Dear Members and Friends of First Church,
With our Ash Wednesday evening service, we joined with churches all over the world in inaugurating the season of Lent- that forty-day period of self-examination and preparation that extends through Palm Sunday, Maundy Thursday, and Good Friday. With Ash Wednesday, Christians all over the world begin a personal pilgrimage marking the days with meditation, the confession of sins, fastings, and prayers. I find it to be really the most significant season on the Christian calendar, moreso than even Christmas, for it so prepares us mentally, emotionally, and spiritually that when the stone is rolled away on Easter morning and Jesus emerges victoriously from the tomb, we are filled with unconstrained excitement; we feel a part of it because we know that Christ's victory is meant for US!
What is going to make this Lenten period especially meaningful for me (and I hope for you) is that on Sunday mornings, we are focusing in on Jesus’ Beatitudes, those eight sayings at the beginning of his Sermon on the Mount which sum up the essential principles of his kingdom. In effect, they serve as his personal creed, informing every one of his teachings and deeds. When Moses gave the Ten Commandments, he presented his people with a series of "Thou shalt nots" or evils one must avoid in daily life on earth. In contrast, the message of Jesus was a positive one based in humility, charity, and brotherly love. He taught not conformity to an external law but transformation of the inner person.
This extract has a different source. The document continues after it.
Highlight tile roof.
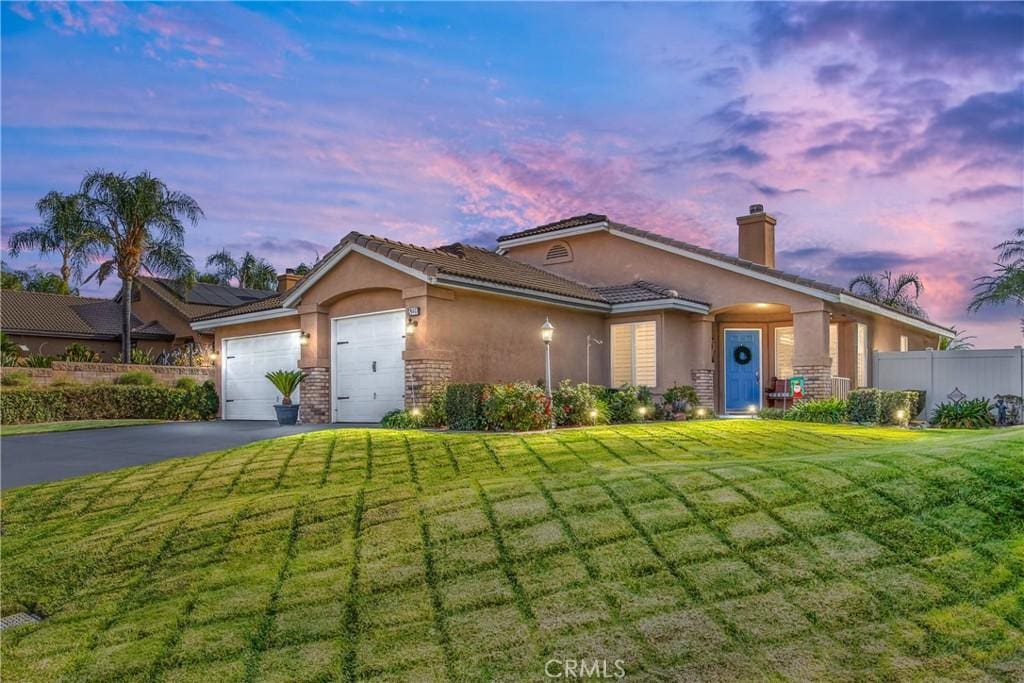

Each noon on Wednesdays throughout Lent, the staff is presenting the church’s annual luncheon and Bible study in Calvin Hall. Using a video series on the last twenty-four hours in the life of Christ, we will be examining the various stages and personalities involved on the way to our Lord’s cross. Jan, Thomas, and I will each be taking turns in leading the study and I think you will find that along with the fine lunch, each week’s study will prove to be quite stimulating and meaningful. Plan on bringing a friend with you.
The great Episcopal preacher, Phillips Brooks, has a memorable passage in one of his sermons entitled "Going up to Jerusalem":
"Every true life has its Jerusalem, to which it is always going up. At first far off and dimly seen, laying but light hold upon our purpose and our will, then gradually taking us more and more into its power, compelling our study, directing the current of our thoughts...so every live man's Jerusalem, his sacred city, calls to him from the hill-top on which it stands...The man who is going up to NO Jerusalem is but the ghost and relic of a man..."
Well Lent becomes for us that time for "going up to Jerusalem," to begin preparing our hearts and minds for the drama of Holy Week. Only as the cross "lays hold upon our OWN purpose and will, taking us more and more into its power, compelling our study, directing the current of our OWN thoughts" will the truth and power of his resurrection seize our own imagination and lives. The empty tomb has meaning for us only if we have first followed Christ to the cross. If we never begin to prepare ourselves inwardly for Easter through prayer and fasting and meditation upon the scriptures, if we fail to sense our own unworthiness in the light of Christ's sacrifice for us, then Easter will signify little more than chocolate bunnies and colored eggs. Lent is a call to RELIVE THE DRAMA, for it is through "reliving" it that the drama will in fact "live" in US.
May you all have a most blessed Lent and Easter season!